Abstract Intrinsically chiral metamaterials (ICMMs) exhibiting strong chiroptical responses are promising for chiral sensing and lasing. Streamlining the fabrication process of ICMMs while enhancing the dissymmetry factor ( g ‐factor) is essential to enable large‐scale production and deployment in multifunctional systems. Conventional approaches, such as multi‐step lithography or rotational deposition, are not only complex but also susceptible to fabrication inaccuracies that degrade chiroptical performance. Typically, these methods yield a g ‐factor of only 0.1, which limits their practical utility. Herein, a one‐step lithography strategy based on electron‐beam deposition is introduced. By leveraging the shadowing effect and surface diffusion kinetics during thin‐film growth, 3D ICMMs with diverse topological architectures are fabricated. This approach achieves a record‐high g ‐factor of 1.3 in the visible band.

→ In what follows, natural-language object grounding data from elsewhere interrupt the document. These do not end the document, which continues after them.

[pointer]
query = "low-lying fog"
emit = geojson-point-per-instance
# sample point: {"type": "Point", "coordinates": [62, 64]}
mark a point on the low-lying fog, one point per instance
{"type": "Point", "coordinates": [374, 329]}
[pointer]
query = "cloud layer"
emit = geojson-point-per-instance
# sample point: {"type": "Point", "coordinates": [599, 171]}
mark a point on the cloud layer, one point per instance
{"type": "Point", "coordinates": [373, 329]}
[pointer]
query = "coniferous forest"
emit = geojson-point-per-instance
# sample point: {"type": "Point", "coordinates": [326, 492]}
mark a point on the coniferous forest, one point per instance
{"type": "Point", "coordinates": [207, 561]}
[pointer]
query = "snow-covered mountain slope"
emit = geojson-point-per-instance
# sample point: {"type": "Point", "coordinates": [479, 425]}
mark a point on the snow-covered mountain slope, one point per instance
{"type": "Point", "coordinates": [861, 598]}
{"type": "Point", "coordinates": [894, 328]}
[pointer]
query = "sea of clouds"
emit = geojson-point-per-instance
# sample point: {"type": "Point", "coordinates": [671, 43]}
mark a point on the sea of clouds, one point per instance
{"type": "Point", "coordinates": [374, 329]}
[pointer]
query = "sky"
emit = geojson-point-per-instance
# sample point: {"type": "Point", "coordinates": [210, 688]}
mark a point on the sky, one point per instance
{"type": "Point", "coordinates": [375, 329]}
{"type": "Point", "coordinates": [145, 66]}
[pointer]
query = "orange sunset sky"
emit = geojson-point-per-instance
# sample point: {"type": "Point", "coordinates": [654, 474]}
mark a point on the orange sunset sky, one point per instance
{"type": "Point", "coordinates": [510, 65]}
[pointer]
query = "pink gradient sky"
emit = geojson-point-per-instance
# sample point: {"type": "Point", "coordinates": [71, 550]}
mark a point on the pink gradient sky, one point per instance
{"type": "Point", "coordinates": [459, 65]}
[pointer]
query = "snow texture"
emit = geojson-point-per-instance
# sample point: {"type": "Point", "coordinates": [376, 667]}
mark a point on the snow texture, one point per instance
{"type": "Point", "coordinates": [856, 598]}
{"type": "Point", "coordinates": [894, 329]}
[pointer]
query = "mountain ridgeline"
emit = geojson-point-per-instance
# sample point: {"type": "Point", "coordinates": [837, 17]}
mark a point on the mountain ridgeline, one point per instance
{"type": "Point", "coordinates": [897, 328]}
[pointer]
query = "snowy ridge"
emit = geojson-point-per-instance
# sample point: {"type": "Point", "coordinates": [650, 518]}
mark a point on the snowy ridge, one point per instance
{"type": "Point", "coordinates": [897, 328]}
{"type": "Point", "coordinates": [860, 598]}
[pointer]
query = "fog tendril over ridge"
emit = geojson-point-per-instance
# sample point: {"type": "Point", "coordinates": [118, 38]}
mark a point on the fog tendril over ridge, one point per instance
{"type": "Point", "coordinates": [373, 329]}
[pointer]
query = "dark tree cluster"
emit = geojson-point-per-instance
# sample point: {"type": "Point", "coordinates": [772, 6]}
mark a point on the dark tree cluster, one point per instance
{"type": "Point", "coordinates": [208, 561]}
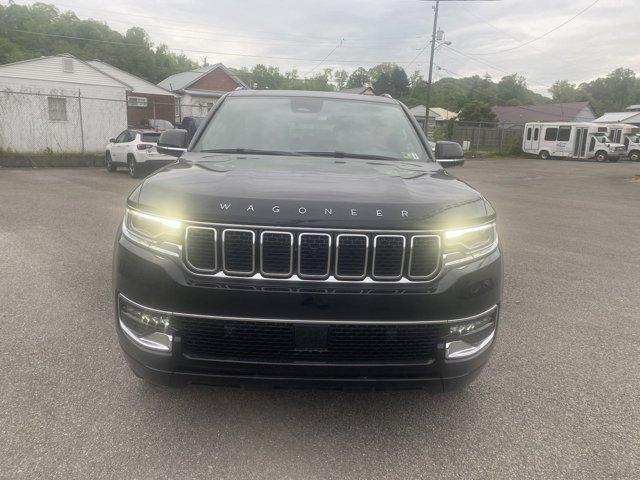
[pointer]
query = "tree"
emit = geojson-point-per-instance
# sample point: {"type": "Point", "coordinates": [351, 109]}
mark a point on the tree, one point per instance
{"type": "Point", "coordinates": [359, 78]}
{"type": "Point", "coordinates": [340, 78]}
{"type": "Point", "coordinates": [477, 111]}
{"type": "Point", "coordinates": [563, 91]}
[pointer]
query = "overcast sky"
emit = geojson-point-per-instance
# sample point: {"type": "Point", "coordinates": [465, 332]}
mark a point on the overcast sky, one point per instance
{"type": "Point", "coordinates": [485, 36]}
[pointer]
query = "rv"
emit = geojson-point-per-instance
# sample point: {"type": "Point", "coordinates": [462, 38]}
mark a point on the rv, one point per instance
{"type": "Point", "coordinates": [572, 140]}
{"type": "Point", "coordinates": [628, 135]}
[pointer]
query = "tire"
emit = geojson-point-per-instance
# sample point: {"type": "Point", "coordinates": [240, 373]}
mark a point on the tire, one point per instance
{"type": "Point", "coordinates": [601, 156]}
{"type": "Point", "coordinates": [134, 168]}
{"type": "Point", "coordinates": [109, 163]}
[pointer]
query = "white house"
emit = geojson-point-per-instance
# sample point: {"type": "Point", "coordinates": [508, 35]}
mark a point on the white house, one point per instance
{"type": "Point", "coordinates": [200, 89]}
{"type": "Point", "coordinates": [59, 104]}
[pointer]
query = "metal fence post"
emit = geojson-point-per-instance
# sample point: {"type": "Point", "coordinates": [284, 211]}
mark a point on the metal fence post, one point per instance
{"type": "Point", "coordinates": [80, 115]}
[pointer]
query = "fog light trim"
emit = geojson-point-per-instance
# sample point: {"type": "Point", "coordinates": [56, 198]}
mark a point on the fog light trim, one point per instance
{"type": "Point", "coordinates": [461, 349]}
{"type": "Point", "coordinates": [154, 341]}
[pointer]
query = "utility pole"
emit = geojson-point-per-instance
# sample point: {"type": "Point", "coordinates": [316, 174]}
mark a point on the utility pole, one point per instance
{"type": "Point", "coordinates": [433, 47]}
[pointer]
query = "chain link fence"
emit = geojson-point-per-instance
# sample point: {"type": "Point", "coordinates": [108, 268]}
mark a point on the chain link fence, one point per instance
{"type": "Point", "coordinates": [481, 138]}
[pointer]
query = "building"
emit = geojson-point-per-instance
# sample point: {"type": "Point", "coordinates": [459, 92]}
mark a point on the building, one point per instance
{"type": "Point", "coordinates": [630, 115]}
{"type": "Point", "coordinates": [59, 104]}
{"type": "Point", "coordinates": [437, 115]}
{"type": "Point", "coordinates": [199, 89]}
{"type": "Point", "coordinates": [145, 100]}
{"type": "Point", "coordinates": [547, 112]}
{"type": "Point", "coordinates": [364, 90]}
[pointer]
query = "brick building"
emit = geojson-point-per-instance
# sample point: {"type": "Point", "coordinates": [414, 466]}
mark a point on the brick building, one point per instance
{"type": "Point", "coordinates": [198, 90]}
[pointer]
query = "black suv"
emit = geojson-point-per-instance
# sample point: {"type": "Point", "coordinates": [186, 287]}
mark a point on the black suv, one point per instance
{"type": "Point", "coordinates": [307, 238]}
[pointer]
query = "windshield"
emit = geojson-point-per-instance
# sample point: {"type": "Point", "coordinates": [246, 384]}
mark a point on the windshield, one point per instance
{"type": "Point", "coordinates": [313, 126]}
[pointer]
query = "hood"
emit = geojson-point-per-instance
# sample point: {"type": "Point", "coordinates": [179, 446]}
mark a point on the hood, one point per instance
{"type": "Point", "coordinates": [310, 191]}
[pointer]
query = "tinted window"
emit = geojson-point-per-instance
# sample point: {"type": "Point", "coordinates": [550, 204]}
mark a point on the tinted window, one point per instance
{"type": "Point", "coordinates": [550, 134]}
{"type": "Point", "coordinates": [150, 137]}
{"type": "Point", "coordinates": [564, 133]}
{"type": "Point", "coordinates": [307, 124]}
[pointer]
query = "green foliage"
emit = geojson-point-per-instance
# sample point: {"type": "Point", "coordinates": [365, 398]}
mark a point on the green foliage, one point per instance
{"type": "Point", "coordinates": [359, 78]}
{"type": "Point", "coordinates": [477, 111]}
{"type": "Point", "coordinates": [132, 52]}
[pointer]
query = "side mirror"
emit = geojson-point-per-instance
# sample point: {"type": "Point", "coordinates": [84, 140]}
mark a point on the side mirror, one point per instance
{"type": "Point", "coordinates": [449, 154]}
{"type": "Point", "coordinates": [173, 142]}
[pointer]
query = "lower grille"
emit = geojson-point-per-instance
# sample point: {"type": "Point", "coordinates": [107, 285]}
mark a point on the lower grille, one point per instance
{"type": "Point", "coordinates": [287, 342]}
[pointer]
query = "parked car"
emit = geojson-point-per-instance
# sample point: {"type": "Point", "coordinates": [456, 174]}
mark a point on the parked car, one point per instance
{"type": "Point", "coordinates": [307, 238]}
{"type": "Point", "coordinates": [136, 150]}
{"type": "Point", "coordinates": [191, 124]}
{"type": "Point", "coordinates": [157, 124]}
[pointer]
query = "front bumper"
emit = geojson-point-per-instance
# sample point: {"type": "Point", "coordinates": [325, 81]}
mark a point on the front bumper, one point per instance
{"type": "Point", "coordinates": [157, 282]}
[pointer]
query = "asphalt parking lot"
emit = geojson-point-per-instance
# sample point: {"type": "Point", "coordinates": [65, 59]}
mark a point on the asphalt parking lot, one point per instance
{"type": "Point", "coordinates": [559, 398]}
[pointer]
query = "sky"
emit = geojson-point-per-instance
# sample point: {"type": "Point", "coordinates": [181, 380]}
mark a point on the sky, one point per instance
{"type": "Point", "coordinates": [487, 37]}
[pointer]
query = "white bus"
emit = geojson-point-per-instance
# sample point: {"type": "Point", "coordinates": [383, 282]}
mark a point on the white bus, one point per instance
{"type": "Point", "coordinates": [571, 140]}
{"type": "Point", "coordinates": [628, 135]}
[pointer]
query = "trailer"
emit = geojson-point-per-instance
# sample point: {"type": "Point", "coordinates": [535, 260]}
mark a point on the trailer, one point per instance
{"type": "Point", "coordinates": [628, 135]}
{"type": "Point", "coordinates": [570, 140]}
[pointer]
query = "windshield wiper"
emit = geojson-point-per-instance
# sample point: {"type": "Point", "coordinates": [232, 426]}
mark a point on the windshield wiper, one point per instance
{"type": "Point", "coordinates": [250, 151]}
{"type": "Point", "coordinates": [336, 154]}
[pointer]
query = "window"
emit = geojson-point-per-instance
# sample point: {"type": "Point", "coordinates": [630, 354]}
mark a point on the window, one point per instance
{"type": "Point", "coordinates": [57, 109]}
{"type": "Point", "coordinates": [140, 102]}
{"type": "Point", "coordinates": [123, 137]}
{"type": "Point", "coordinates": [313, 125]}
{"type": "Point", "coordinates": [564, 133]}
{"type": "Point", "coordinates": [550, 134]}
{"type": "Point", "coordinates": [67, 65]}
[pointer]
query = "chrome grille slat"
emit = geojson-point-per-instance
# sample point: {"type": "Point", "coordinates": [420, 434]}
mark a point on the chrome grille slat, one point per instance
{"type": "Point", "coordinates": [200, 248]}
{"type": "Point", "coordinates": [238, 251]}
{"type": "Point", "coordinates": [340, 256]}
{"type": "Point", "coordinates": [314, 255]}
{"type": "Point", "coordinates": [276, 253]}
{"type": "Point", "coordinates": [388, 257]}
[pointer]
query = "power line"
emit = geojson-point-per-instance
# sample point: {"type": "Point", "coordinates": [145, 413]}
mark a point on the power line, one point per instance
{"type": "Point", "coordinates": [543, 35]}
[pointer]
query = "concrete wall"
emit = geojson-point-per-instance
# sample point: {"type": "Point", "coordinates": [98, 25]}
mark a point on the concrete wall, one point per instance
{"type": "Point", "coordinates": [25, 126]}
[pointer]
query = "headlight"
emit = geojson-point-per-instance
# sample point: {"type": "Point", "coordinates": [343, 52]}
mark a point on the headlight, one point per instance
{"type": "Point", "coordinates": [157, 233]}
{"type": "Point", "coordinates": [468, 244]}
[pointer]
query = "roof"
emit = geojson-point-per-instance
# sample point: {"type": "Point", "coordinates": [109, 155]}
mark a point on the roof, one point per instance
{"type": "Point", "coordinates": [619, 117]}
{"type": "Point", "coordinates": [418, 111]}
{"type": "Point", "coordinates": [547, 112]}
{"type": "Point", "coordinates": [312, 94]}
{"type": "Point", "coordinates": [51, 69]}
{"type": "Point", "coordinates": [136, 84]}
{"type": "Point", "coordinates": [359, 90]}
{"type": "Point", "coordinates": [180, 81]}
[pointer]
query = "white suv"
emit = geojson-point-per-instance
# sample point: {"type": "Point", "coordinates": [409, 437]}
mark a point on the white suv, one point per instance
{"type": "Point", "coordinates": [136, 150]}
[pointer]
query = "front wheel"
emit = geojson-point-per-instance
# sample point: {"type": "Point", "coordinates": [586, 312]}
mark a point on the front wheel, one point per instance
{"type": "Point", "coordinates": [109, 163]}
{"type": "Point", "coordinates": [134, 168]}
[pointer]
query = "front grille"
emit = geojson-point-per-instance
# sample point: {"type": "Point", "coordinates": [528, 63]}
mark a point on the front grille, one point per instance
{"type": "Point", "coordinates": [278, 253]}
{"type": "Point", "coordinates": [286, 342]}
{"type": "Point", "coordinates": [238, 251]}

Both the g ‐factor and resonance wavelength can be tuned through geometric design. The versatility of this method is further demonstrated across multiple material systems. As proof of concept, a sensing platform incorporating racemic chiral metamaterials enhance the chiral signal of cysteine enantiomers by three orders of magnitude. These findings open new pathways for developing advanced ICMMs in biosensing and integrated photonics.